Cook holds up the frozen phone, waiting for Scooter’s instructions.

“First, you type your message.”

“Did that.”

“OK. Then hit send.”

“Done.”

“When nothing happens, hit send again.”

“I’m on the rails so far.”

“The phone will freeze.”

“Way ahead of you.”

“Now, you have a few options.”

“Good.”

“You can swear, cry, have a strong morning cocktail – perhaps a Mimosa or a Bloody Mary – or buy a verty durable case.”

“What will the case do?”

“Protect your iPhone when you throw it across the room.”

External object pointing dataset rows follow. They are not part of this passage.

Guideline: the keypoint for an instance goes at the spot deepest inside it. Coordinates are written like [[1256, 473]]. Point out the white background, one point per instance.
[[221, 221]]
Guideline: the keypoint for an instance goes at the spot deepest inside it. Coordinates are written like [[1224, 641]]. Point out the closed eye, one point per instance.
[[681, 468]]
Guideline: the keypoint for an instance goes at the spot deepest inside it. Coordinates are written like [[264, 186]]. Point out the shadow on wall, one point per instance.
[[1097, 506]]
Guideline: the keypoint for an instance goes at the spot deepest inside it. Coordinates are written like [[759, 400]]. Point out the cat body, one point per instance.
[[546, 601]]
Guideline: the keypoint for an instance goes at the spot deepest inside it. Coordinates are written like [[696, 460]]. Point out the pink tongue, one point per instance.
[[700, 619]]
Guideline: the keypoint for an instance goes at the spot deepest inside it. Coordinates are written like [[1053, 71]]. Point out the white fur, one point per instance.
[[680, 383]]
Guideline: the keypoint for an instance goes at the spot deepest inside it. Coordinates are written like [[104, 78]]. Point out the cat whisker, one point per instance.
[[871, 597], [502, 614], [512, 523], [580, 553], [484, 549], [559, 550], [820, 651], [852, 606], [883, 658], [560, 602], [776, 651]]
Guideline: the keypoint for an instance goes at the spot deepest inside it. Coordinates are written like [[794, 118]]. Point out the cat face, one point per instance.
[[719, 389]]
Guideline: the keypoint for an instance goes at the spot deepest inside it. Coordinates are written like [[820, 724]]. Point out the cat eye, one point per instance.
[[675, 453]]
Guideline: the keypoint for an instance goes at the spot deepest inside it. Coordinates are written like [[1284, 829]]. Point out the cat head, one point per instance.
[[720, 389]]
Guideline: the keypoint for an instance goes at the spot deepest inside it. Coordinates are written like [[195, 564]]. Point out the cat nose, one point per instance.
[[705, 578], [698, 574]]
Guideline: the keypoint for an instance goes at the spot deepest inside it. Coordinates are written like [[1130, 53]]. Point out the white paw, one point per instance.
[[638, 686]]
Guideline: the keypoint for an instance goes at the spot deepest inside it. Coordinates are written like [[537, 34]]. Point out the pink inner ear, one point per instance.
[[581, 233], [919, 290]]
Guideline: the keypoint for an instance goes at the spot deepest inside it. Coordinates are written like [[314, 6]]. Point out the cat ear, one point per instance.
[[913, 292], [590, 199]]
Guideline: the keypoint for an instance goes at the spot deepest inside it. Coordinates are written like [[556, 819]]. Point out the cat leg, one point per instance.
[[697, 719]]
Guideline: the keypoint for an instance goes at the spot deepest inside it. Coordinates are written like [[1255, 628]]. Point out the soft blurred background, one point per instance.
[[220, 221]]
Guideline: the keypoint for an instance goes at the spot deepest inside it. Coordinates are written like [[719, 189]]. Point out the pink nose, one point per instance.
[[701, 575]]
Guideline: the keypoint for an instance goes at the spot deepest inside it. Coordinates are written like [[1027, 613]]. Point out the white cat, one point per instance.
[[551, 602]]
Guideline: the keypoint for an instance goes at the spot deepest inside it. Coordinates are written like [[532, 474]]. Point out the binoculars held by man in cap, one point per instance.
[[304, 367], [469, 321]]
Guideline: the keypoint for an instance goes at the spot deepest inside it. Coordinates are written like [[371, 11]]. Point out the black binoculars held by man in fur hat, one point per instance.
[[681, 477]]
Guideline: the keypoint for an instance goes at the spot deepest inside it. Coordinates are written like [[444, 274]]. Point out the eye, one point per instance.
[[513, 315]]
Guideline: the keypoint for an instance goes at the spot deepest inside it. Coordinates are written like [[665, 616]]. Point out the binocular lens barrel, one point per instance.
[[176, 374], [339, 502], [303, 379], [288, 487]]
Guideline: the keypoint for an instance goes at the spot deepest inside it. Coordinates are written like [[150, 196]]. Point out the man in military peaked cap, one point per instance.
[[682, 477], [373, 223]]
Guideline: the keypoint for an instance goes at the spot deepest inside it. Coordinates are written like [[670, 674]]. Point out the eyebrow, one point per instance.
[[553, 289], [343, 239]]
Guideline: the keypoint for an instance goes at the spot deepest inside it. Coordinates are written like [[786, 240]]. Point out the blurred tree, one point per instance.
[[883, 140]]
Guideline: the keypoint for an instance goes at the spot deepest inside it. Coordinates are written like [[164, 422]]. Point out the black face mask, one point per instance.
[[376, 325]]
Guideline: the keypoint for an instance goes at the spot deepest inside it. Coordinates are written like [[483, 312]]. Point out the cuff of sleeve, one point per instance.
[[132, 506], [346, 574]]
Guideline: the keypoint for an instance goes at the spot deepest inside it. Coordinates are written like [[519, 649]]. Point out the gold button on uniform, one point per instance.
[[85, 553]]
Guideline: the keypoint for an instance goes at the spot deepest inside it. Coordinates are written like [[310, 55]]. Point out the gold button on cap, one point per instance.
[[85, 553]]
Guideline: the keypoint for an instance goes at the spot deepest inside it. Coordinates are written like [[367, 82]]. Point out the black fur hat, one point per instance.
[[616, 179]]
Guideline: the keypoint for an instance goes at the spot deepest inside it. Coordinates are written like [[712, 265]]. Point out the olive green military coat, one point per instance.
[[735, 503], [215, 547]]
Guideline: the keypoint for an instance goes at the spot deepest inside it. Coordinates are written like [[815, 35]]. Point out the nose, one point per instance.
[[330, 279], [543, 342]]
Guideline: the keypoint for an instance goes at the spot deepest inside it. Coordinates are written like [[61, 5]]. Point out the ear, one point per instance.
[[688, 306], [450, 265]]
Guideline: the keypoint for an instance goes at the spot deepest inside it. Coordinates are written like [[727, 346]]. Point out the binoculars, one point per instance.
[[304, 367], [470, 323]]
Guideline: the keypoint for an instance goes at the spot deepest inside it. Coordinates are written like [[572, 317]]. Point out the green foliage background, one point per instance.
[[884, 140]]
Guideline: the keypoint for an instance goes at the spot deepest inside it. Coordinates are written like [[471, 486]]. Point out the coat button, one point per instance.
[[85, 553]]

“Scooter, is there any way to get this iPhone working right now? Should I try restarting it?”

“It it’ll make you feel better, please. I’ll hold.”

Cook hard restarts the phone and waits for it to come back online. He can hear Scooter swearing at pigs in the background. Once the phone is alive again, Cook’s thumb moves to resend the text message.

“Scooter?”

“Yes, Mr. Pork.”

“Cook!”

“Delicious.”

“Shut up. I’m ready to resend the text.”

“Happy days, sir.”

Cook hits send. Nothing. Send again. Nothing. Freezes.

“I think it froze again.”

“I’d be pleasantly surprised if it didn’t.”

“Scooter, I am the CEO of the most successful electronics company in the history of Planet Earth. How did we release an operating system this bad? Didn’t we test it?”

“We tried.”

“And how’d it go?”

“No idea. It bricked all of our test phones.”

Cook’s screen goes black: “Now it crashed completely.”

“See?”

Cook tries to restart it. The phone makes a tiny fart noise.

“Did you eat a banana, sir?”

“That wasn’t me. It was the phone.”

“Mr. Jobs, the new iOS is having enough trouble without you feeding it bananas.”

Cook can’t get the phone to do anything.

“Is this thing bricked, Scooter?”

“I don’t think the phone’s material properties would make it useful in construction.”

“The phone’s functioning properties don’t make it useful as a phone.”

“Good one, Mr. Jobs.”

Cook throws the phone across his kitchen. After spinning through the 50 yards to the matter transporter that sends his dirty dishes to an open field in Kuala Lumpur, it smashes into pieces.

“I did suggest you buy that case, sir.”

END SCENE.


Whether or not you found this vignette amusing, I guarantee you it was more pleasant than the experience of actually installing Apple’s “not ready for primetime, lunchtime or anytime” iOS 10. Do yourself a favor and avoid installing it until it’s been updated and fixed because there’s more bugs in this thing than Bill Clinton’s underpants (equal time, non-partisan political references completed).